Tous travaillaient dur, du lever du jour jusqu’à midi, puis de nouveau l’après-midi jusqu’à la tombée du soir, même les jours de fête. Et pourtant, ils trouvaient toujours un moment pour se retrouver, partager un verre ou échanger quelques mots avant de reprendre le fil du quotidien. Ils partageant avant tout des valeurs communes : le travail et la famille.

Je me souviens avoir assisté, enfant, à l’un de ces instants chez les Ganzini : ils faisaient goûter leur vin de leur propre production, un vin de table comme on en faisait ici, issu des quelques vignes du jardin. On appréciait le vin de raisin framboisé, bien que celui-ci, disait-on en riant, avait la réputation de rendre un peu fou ! Entre rires, travail et entraide, cette amitié sincère ne s’est jamais démentie, même avec le temps.

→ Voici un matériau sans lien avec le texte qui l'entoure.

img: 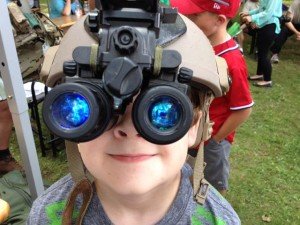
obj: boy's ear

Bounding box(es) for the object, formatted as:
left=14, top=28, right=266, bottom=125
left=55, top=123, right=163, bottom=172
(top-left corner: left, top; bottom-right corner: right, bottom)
left=188, top=111, right=202, bottom=148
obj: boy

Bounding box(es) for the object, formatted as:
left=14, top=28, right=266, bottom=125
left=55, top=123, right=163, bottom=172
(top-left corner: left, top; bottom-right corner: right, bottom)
left=171, top=0, right=254, bottom=195
left=0, top=74, right=20, bottom=175
left=27, top=4, right=240, bottom=225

Un esprit de quartier qui perdure à Saint-Paul-de-Vence

Et cet esprit n’a pas complètement disparu. Les enfants de ces familles et les petits-enfants sont encore là. Ils entretiennent les terres, les oliviers, les souvenirs, et parfois même les traditions. Il y a quinze ans, M. Vincent Paddelini, nouvel habitant aux Peyre-Long, eut la belle idée de créer une association de quartier. C’était sa manière à lui de dire « merci » pour l’accueil, et de faire perdurer cet esprit si rare.

Depuis, chaque année, l’Association des voisins des Peyre-Long et Esparlings se réunit autour d’un repas joyeux, où chacun apporte un peu de lui-même à travers des plats traditionnels. Cette année, Mme Zuliani nous a régalés avec sa fameuse soupe au pistou, tandis que Jocelyne Corniglion avait préparé ses délicieux farcis. Et comme toujours, nous avons partagé bien plus qu’un repas : des rires, des histoires et la joie simple d’être ensemble.

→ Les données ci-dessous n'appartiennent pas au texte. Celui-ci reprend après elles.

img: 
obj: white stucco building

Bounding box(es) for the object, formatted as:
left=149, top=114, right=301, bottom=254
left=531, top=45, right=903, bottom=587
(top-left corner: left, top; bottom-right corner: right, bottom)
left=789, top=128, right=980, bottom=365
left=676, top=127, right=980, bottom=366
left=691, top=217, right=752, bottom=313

Un quartier qui bat encore

Aujourd’hui, la vie va plus vite. Trop vite. Hormis ceux qui promènent leur chien, on ne prend plus le temps de s’arrêter sur le chemin, de papoter sur le pas de la porte. Les nouveaux venus ne connaissent pas l’histoire de ce lieu, ni les gens qui l’ont façonné à la sueur de leur front et à la chaleur de leur cœur. Et c’est bien dommage.

Mais pour ceux qui ont grandi là, ou qui y sont revenus après un détour par ailleurs, le cœur des Espinets bat toujours. Plus discret peut-être, mais bien vivant.

 J’ai quitté quelques temps ma commune, mais la vie m’a ramené ici et je crois que jamais plus je ne le quitterai, mon doux quartier.